4 июня генерал Понтер фон Клюге вошел в Дюнкерк, затянутый едким дымом от горящих судов и нефтяных хранилищ. На следующий же день немцы начали операцию «Рот» («Красный»): группа армий «А» развернулась на юг, чтобы прорвать линию обороны Вейгана, которую обеспечивали вдоль рек Соммы и Эны сорок девять французских дивизий. Хотя французы пока еще обладали достаточными силами, их положение было безнадежным. Британцы ушли, оставив на континенте только одну пехотную дивизию и две бронетанковые бригады. Бельгия капитулировала.

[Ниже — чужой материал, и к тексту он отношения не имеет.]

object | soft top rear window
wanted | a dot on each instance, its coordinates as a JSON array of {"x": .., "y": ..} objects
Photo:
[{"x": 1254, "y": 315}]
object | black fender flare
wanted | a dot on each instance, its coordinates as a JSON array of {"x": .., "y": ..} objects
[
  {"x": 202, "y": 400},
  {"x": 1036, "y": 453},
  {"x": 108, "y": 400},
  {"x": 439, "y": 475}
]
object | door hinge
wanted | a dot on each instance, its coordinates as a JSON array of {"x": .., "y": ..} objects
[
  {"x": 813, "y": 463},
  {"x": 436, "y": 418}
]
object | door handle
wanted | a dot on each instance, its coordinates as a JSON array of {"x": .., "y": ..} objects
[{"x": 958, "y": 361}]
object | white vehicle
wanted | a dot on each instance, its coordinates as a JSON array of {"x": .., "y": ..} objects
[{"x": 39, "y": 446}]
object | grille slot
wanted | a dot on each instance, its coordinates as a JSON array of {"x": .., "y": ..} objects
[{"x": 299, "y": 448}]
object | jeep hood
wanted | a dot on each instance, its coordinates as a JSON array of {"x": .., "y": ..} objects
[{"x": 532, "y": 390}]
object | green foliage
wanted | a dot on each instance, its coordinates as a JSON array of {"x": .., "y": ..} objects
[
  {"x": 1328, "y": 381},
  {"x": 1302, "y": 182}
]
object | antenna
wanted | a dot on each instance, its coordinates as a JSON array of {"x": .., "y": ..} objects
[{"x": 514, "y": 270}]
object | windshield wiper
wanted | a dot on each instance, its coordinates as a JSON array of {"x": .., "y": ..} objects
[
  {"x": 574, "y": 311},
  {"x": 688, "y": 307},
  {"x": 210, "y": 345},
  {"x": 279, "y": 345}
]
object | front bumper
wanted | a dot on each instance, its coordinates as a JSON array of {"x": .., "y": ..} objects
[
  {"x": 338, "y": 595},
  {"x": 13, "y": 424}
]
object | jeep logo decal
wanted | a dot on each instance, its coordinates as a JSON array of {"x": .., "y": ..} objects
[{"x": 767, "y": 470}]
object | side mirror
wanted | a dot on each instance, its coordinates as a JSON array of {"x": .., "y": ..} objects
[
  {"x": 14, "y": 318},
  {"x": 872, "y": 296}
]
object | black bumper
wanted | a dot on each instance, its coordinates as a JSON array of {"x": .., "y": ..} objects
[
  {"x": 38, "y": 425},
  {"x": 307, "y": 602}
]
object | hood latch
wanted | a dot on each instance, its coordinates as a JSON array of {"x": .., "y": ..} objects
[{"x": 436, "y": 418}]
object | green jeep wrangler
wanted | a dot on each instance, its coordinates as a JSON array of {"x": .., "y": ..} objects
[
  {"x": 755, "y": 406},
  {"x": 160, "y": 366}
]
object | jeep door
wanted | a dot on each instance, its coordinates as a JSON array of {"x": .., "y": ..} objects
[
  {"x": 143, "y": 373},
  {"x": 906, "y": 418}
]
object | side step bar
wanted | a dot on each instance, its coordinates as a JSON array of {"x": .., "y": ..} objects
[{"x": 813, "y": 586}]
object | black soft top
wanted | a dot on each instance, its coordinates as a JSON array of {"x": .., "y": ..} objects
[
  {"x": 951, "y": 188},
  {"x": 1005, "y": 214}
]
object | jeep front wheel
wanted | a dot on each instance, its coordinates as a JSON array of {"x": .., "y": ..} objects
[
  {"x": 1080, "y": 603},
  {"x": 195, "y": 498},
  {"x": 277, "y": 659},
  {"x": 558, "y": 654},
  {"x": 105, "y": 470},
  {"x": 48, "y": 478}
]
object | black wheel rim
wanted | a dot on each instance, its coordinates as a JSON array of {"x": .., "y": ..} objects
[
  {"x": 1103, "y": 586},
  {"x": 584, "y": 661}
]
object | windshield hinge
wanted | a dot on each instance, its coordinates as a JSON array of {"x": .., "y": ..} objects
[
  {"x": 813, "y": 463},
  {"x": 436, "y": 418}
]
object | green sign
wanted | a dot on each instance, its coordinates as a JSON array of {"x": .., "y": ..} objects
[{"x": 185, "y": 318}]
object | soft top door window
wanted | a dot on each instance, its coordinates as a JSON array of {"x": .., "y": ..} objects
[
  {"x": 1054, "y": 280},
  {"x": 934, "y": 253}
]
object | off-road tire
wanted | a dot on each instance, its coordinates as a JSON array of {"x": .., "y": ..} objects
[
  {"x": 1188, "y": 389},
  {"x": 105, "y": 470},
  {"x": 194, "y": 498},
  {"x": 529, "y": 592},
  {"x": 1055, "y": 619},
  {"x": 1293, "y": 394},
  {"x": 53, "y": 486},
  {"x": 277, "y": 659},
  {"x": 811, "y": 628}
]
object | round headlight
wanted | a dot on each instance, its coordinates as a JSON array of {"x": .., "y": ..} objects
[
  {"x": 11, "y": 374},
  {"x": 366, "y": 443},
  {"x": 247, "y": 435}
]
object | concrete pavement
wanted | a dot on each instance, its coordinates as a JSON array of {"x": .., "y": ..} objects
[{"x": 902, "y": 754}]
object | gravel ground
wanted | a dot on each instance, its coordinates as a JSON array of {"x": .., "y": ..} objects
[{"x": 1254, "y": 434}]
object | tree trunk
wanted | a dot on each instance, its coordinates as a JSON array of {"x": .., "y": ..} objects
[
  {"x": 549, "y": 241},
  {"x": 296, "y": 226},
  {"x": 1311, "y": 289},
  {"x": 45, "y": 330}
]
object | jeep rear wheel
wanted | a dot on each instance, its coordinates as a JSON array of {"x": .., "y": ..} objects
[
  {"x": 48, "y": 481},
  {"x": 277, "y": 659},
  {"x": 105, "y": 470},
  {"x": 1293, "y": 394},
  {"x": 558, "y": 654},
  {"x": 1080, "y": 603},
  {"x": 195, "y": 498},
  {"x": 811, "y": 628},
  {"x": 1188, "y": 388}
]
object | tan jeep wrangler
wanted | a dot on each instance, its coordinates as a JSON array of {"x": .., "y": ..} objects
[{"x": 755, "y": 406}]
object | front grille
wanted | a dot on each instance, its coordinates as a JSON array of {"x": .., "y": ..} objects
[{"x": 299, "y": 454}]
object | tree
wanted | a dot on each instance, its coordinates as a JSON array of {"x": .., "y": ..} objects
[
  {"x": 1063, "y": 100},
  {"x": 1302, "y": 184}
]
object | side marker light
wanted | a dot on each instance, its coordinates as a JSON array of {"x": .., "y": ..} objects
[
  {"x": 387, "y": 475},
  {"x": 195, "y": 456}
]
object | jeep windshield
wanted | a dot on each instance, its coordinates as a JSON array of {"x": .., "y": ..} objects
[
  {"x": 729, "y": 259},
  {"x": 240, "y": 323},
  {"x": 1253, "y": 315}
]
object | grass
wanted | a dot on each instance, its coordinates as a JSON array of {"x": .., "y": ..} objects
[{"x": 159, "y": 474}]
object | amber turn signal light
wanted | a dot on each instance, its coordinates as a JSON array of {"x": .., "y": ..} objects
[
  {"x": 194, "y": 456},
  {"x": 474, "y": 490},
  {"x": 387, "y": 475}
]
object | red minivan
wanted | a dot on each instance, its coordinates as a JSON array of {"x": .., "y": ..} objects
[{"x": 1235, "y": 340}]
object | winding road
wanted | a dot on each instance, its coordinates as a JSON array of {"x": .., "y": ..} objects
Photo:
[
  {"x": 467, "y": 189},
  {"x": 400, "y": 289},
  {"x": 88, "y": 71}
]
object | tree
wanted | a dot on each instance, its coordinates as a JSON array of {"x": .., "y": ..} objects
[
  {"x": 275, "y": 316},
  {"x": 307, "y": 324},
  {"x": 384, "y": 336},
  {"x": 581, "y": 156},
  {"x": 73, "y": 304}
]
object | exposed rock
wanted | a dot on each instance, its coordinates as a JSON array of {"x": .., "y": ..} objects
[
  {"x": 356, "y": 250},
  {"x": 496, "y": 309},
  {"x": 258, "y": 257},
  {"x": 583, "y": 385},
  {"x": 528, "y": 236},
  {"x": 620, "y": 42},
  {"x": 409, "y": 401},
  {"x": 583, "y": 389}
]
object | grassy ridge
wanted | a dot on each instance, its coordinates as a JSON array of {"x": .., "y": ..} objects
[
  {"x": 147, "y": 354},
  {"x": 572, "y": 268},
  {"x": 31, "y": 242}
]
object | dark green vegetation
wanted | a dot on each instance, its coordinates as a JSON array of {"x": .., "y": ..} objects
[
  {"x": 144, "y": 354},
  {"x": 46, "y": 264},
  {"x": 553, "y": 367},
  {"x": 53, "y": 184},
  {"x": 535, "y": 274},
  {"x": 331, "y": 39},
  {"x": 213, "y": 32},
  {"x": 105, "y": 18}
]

Франция потеряла двадцать две из семидесяти одной пехотных дивизий, шесть из семи механизированных дивизий, две из пяти крепостных дивизий и восемь из двадцати танковых батальонов[119]. Главный маршал авиации сэр Хью Даудинг решительно отказался посылать во Францию «харрикейны» и «спитфайры», справедливо полагая, что для предстоящей «Битвы за Англию» потребуется каждый имеющийся в наличии самолет. В начале французской кампании он уже ввел в бои передовую ударную группу морской авиации. Ввиду неприемлемых потерь — иногда по двадцать пять «харрикейнов» вдень, в то время как на заводах собиралось по четыре-пять машин — он был совершенно прав, пригрозив, что скорее подаст в отставку, но не выделит больше ни одного самолета[120].